However, in our case of learning imbalanced data, the majority classes might be of our great interest. It is desirable to have a classifier that gives high prediction accuracy over the majority class, while maintaining reasonable accuracy for the minority classes. Therefore, we will leave it as it is.

 

Text Representation

 
The classifiers and learning algorithms can not directly process the text documents in their original form, as most of them expect numerical feature vectors with a fixed size rather than the raw text documents with variable length. Therefore, during the preprocessing step, the texts are converted to a more manageable representation.

One common approach for extracting features from text is to use the bag of words model: a model where for each document, a complaint narrative in our case, the presence (and often the frequency) of words is taken into consideration, but the order in which they occur is ignored.
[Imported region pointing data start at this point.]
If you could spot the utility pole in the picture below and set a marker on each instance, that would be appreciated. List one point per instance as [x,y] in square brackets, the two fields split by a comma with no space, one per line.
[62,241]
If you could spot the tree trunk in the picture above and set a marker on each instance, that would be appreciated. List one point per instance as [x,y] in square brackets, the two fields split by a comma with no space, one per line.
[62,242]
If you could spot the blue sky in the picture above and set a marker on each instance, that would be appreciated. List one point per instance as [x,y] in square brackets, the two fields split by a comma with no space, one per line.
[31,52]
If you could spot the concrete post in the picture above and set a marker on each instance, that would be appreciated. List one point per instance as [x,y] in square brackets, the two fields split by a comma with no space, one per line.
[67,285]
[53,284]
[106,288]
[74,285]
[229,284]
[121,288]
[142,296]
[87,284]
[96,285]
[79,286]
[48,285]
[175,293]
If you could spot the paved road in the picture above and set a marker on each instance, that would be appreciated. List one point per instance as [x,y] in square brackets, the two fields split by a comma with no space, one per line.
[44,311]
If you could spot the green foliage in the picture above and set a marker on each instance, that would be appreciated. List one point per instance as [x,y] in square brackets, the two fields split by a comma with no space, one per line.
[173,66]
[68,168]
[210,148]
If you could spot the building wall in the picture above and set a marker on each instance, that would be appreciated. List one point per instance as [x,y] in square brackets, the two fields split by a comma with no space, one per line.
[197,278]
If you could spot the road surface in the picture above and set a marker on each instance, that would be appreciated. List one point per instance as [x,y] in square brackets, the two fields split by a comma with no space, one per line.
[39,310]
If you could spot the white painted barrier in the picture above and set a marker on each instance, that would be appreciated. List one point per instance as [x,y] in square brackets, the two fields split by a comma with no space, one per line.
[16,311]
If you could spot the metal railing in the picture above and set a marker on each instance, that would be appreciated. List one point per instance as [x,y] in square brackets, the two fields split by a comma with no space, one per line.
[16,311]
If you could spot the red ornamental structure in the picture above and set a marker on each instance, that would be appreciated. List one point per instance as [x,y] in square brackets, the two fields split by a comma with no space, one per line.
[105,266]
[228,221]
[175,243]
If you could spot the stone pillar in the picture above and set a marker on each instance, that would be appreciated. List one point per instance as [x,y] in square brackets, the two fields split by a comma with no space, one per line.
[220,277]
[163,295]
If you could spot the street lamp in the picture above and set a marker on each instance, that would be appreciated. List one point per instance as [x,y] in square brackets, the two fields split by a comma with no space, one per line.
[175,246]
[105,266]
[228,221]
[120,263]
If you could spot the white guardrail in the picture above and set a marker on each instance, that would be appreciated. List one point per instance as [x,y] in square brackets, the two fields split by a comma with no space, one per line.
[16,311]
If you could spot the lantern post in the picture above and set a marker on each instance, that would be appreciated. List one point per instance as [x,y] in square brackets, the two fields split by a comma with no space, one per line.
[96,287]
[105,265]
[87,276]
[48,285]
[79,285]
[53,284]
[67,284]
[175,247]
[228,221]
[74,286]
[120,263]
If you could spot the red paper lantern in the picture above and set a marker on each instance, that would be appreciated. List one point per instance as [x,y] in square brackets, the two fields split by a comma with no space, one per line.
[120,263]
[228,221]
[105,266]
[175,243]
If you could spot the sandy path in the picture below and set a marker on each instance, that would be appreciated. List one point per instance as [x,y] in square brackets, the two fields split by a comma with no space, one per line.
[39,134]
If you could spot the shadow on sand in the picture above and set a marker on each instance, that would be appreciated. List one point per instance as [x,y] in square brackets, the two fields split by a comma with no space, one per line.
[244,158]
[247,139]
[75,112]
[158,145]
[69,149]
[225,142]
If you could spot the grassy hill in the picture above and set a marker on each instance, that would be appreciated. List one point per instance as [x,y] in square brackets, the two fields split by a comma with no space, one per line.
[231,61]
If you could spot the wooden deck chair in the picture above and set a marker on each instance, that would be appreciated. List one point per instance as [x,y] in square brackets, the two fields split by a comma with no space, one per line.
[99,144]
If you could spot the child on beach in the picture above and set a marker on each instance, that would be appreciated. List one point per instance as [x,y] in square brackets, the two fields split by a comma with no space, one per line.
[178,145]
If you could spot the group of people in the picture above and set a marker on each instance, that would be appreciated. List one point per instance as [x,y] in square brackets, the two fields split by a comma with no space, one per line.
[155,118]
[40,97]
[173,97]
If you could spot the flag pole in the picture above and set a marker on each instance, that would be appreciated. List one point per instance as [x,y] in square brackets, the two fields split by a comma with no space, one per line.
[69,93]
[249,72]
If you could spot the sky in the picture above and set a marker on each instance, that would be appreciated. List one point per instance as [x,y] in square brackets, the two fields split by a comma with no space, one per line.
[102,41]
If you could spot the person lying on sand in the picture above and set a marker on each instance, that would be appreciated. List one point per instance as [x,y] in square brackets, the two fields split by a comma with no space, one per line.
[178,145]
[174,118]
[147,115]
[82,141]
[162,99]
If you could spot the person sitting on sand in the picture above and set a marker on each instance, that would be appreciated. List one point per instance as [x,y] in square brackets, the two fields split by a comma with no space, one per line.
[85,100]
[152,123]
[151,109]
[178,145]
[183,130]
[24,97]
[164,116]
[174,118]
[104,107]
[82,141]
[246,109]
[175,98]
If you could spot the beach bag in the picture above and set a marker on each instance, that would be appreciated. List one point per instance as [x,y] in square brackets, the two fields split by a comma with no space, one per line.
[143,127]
Specifically, for each term in our dataset, we will calculate a measure called Term Frequency, Inverse Document Frequency, abbreviated to tf-idf. We will use sklearn.feature_extraction.text.TfidfVectorizer to calculate a tf-idf vector for each of consumer complaint narratives:

  • sublinear_df is set to True to use a logarithmic form for frequency.
  • min_df is the minimum numbers of documents a word must be present in to be kept.
  • norm is set to l2, to ensure all our feature vectors have a euclidian norm of 1.
  • ngram_range is set to (1, 2) to indicate that we want to consider both unigrams and bigrams.
  • stop_words is set to "english" to remove all common pronouns ("a""the", ...) to reduce the number of noisy features.
from sklearn.feature_extraction.text import TfidfVectorizer

tfidf = TfidfVectorizer(sublinear_tf=True, min_df=5, norm='l2', encoding='latin-1', ngram_range=(1, 2), stop_words='english')

features = tfidf.fit_transform(df.Consumer_complaint_narrative).toarray()
labels = df.category_id
features.shape


(4569, 12633)

Now, each of 4569 consumer complaint narratives is represented by 12633 features, representing the tf-idf score for different unigrams and bigrams.
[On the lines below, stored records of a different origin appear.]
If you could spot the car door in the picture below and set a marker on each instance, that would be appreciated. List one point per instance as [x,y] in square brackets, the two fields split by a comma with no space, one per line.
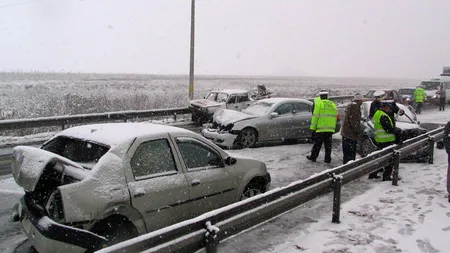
[211,183]
[158,188]
[231,102]
[302,120]
[281,124]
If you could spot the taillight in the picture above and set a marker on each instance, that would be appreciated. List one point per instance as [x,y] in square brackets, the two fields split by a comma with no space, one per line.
[54,207]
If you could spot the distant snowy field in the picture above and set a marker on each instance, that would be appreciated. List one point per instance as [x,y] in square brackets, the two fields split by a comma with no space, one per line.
[30,95]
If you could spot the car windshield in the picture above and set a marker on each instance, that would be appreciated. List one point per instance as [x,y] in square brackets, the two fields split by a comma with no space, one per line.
[83,152]
[406,92]
[431,85]
[217,97]
[259,108]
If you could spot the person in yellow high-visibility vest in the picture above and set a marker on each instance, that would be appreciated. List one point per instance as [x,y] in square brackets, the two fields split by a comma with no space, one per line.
[385,135]
[323,125]
[419,97]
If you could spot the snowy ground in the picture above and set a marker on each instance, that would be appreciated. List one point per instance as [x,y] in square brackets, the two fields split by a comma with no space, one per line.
[376,216]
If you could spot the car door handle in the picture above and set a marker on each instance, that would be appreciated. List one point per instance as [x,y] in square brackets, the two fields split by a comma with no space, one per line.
[140,194]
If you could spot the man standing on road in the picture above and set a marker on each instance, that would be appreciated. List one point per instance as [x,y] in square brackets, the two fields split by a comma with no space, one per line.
[385,135]
[317,99]
[323,125]
[351,128]
[447,149]
[419,97]
[442,97]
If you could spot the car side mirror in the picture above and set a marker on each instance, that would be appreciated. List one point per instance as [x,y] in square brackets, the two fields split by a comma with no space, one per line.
[230,160]
[273,115]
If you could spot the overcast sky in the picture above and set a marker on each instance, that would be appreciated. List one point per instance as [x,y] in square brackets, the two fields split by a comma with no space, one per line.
[368,38]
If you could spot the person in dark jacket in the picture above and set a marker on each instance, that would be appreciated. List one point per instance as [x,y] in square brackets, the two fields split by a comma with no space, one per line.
[447,149]
[351,129]
[386,134]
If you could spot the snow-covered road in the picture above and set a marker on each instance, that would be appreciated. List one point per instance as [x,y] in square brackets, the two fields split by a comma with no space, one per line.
[296,230]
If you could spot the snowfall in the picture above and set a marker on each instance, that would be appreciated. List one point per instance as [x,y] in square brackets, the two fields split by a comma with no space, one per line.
[375,216]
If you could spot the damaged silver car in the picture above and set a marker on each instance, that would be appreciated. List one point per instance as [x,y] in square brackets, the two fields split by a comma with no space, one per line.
[95,185]
[266,120]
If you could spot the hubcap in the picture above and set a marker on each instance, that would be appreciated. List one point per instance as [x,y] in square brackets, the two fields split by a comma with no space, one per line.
[250,193]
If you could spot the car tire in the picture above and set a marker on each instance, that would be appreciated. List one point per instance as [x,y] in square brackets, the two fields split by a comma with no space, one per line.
[116,229]
[367,146]
[251,190]
[247,138]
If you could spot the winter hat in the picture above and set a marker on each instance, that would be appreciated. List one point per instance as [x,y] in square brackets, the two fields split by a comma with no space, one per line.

We can use sklearn.feature_selection.chi2 to find the terms that are the most correlated with each of the products:

from sklearn.feature_selection import chi2
import numpy as np

N = 2
for Product, category_id in sorted(category_to_id.items()):
  features_chi2 = chi2(features, labels == category_id)
  indices = np.argsort(features_chi2[0])
  feature_names = np.array(tfidf.get_feature_names())[indices]
  unigrams = [v for v in feature_names if len(v.split(' ')) == 1]
  bigrams = [v for v in feature_names if len(v.split(' ')) == 2]
  print("# '{}':".format(Product))
  print("  . Most correlated unigrams:\n. {}".format('\n. '.join(unigrams[-N:])))
  print("  . Most correlated bigrams:\n. {}".format('\n. '.join(bigrams[-N:])))
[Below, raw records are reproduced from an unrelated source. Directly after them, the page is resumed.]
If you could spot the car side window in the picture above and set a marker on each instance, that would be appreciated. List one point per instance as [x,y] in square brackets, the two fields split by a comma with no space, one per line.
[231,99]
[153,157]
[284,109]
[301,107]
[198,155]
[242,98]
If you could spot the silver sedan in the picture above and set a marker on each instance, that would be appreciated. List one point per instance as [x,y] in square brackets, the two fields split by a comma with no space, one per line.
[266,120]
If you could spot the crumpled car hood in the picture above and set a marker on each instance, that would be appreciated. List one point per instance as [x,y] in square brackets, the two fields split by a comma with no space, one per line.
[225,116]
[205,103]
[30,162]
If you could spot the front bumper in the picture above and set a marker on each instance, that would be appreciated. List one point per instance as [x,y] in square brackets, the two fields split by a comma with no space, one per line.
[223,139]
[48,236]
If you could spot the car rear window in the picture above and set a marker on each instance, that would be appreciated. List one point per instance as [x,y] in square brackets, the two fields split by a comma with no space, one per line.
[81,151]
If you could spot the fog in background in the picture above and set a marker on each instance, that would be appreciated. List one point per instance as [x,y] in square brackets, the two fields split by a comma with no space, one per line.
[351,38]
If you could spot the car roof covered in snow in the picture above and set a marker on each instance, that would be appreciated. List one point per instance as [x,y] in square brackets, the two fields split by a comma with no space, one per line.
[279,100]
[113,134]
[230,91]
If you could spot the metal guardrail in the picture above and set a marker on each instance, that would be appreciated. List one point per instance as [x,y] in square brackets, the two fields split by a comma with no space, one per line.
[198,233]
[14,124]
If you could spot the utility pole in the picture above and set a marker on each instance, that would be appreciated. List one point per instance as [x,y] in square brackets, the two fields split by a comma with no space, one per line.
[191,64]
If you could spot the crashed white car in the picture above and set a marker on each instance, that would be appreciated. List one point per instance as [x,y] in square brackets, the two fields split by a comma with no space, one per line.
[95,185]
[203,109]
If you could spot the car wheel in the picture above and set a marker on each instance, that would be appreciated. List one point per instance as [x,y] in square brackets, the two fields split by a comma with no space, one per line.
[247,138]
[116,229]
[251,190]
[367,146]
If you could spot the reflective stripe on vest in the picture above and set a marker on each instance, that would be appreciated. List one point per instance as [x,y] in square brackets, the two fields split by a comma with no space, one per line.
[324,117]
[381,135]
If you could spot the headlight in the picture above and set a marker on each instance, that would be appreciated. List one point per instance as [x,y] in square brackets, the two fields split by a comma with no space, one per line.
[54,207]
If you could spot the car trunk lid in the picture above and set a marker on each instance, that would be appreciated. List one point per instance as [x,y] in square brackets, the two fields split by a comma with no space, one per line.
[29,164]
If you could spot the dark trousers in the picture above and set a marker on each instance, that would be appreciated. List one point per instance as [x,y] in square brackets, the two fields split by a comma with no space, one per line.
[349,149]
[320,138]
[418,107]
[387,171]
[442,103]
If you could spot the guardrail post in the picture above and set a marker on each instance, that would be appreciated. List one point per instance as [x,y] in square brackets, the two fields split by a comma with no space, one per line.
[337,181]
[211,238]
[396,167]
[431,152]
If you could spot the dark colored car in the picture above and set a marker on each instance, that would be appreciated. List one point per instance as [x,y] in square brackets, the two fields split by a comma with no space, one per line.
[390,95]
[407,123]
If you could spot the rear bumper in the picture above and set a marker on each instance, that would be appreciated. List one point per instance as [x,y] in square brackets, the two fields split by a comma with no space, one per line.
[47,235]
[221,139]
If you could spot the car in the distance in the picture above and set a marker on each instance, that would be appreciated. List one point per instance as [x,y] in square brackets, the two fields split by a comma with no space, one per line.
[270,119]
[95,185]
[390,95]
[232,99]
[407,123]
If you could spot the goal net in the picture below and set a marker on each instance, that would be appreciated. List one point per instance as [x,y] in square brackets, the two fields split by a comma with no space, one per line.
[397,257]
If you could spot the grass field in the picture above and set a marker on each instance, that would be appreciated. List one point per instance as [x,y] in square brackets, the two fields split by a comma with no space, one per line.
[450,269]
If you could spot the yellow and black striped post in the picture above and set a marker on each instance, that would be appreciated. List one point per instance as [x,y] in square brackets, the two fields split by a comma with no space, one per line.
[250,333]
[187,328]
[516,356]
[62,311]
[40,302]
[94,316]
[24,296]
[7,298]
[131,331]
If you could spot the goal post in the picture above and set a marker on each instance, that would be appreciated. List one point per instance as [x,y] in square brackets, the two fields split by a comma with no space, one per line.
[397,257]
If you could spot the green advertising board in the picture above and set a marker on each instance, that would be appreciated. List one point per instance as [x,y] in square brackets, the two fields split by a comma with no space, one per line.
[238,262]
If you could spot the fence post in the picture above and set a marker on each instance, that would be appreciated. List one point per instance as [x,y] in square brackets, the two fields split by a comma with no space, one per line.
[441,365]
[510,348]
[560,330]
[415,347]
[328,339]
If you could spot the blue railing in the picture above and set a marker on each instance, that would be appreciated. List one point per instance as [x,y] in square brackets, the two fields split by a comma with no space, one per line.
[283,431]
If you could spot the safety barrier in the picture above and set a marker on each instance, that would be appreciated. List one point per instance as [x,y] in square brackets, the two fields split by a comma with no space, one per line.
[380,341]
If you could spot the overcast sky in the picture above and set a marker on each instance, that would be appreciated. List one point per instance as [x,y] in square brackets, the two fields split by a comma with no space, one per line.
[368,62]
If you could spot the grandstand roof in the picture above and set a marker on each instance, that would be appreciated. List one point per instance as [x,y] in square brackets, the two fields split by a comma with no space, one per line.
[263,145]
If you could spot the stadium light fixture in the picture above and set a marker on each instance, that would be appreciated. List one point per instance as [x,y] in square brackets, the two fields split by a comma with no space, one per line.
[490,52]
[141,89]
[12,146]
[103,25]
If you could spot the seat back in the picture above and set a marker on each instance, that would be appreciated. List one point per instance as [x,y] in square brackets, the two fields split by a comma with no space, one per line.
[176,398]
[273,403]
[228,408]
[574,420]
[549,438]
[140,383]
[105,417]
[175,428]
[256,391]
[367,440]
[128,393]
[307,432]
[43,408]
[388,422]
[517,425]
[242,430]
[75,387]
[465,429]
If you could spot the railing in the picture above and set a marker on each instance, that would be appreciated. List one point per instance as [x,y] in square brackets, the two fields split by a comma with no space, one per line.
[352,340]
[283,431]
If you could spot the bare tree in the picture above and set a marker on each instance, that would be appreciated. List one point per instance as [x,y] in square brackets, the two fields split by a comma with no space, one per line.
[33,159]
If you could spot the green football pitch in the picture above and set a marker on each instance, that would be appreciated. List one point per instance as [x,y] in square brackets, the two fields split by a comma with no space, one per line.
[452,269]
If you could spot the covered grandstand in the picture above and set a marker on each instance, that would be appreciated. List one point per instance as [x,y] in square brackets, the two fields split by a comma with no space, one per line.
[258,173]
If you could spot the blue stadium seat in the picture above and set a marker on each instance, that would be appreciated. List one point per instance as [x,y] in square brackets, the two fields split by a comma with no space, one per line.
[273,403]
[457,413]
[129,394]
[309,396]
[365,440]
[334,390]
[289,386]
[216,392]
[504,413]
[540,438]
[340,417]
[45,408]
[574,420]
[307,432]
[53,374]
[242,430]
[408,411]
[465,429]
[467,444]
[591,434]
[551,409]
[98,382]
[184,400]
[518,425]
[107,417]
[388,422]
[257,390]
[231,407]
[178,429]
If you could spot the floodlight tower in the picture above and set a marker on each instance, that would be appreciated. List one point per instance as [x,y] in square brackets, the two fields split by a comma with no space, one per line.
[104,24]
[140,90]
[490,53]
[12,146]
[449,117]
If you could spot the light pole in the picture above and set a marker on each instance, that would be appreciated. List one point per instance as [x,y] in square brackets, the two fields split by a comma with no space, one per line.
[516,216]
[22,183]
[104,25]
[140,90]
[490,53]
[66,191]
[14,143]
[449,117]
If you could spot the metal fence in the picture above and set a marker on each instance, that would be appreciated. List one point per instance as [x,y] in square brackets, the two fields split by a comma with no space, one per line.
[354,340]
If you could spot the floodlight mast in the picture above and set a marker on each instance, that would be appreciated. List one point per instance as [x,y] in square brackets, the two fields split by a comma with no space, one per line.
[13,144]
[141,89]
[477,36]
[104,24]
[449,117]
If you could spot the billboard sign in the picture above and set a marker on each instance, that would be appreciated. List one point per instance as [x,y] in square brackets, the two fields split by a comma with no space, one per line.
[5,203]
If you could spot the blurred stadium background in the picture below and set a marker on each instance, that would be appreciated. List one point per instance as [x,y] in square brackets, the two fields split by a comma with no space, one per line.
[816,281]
# ‘Bank account or service’:

Most correlated unigrams:

  • bank
  • overdraft

Most correlated bigrams:

  • overdraft fees
  • checking account

# ‘Consumer Loan’:

Most correlated unigrams:

  • car
  • vehicle

Most correlated bigrams:

  • vehicle xxxx
  • toyota financial

# ‘Credit card’:

Most correlated unigrams:

  • citi
  • card

Most correlated bigrams:

  • annual fee
  • credit card

# ‘Credit reporting’:

Most correlated unigrams:

  • experian
  • equifax

Most correlated bigrams:

  • trans union
  • credit report

# ‘Debt collection’:

Most correlated unigrams:

  • collection
  • debt

Most correlated bigrams:

  • collect debt
  • collection agency

# ‘Money transfers’:

Most correlated unigrams:

  • wu
  • paypal

Most correlated bigrams:

  • western union
  • money transfer

# ‘Mortgage’:

Most correlated unigrams:

  • modification
  • mortgage

Most correlated bigrams:

  • mortgage company
  • loan modification

# ‘Other financial service’:

Most correlated unigrams:

  • dental
  • passport

Most correlated bigrams:

  • help pay
  • stated pay

# ‘Payday loan’:

Most correlated unigrams:

  • borrowed
  • payday

Most correlated bigrams:

  • big picture
  • payday loan

# ‘Prepaid card’:

Most correlated unigrams:

  • serve
  • prepaid

Most correlated bigrams:

  • access money
  • prepaid card

# ‘Student loan’:

Most correlated unigrams:

  • student
  • navient

Most correlated bigrams:

  • student loans
  • student loan

# ‘Virtual currency’:

Most correlated unigrams:

  • handles
  • https

Most correlated bigrams:

  • xxxx provider
  • money want

They all make sense, don’t you think so?

 
Multi-Class Classifier: Features and Design

  • To train supervised classifiers, we first transformed the “Consumer complaint narrative” into a vector of numbers. We explored vector representations such as TF-IDF weighted vectors.
  • After having this vector representations of the text we can train supervised classifiers to train unseen “Consumer complaint narrative” and predict the “product” on which they fall.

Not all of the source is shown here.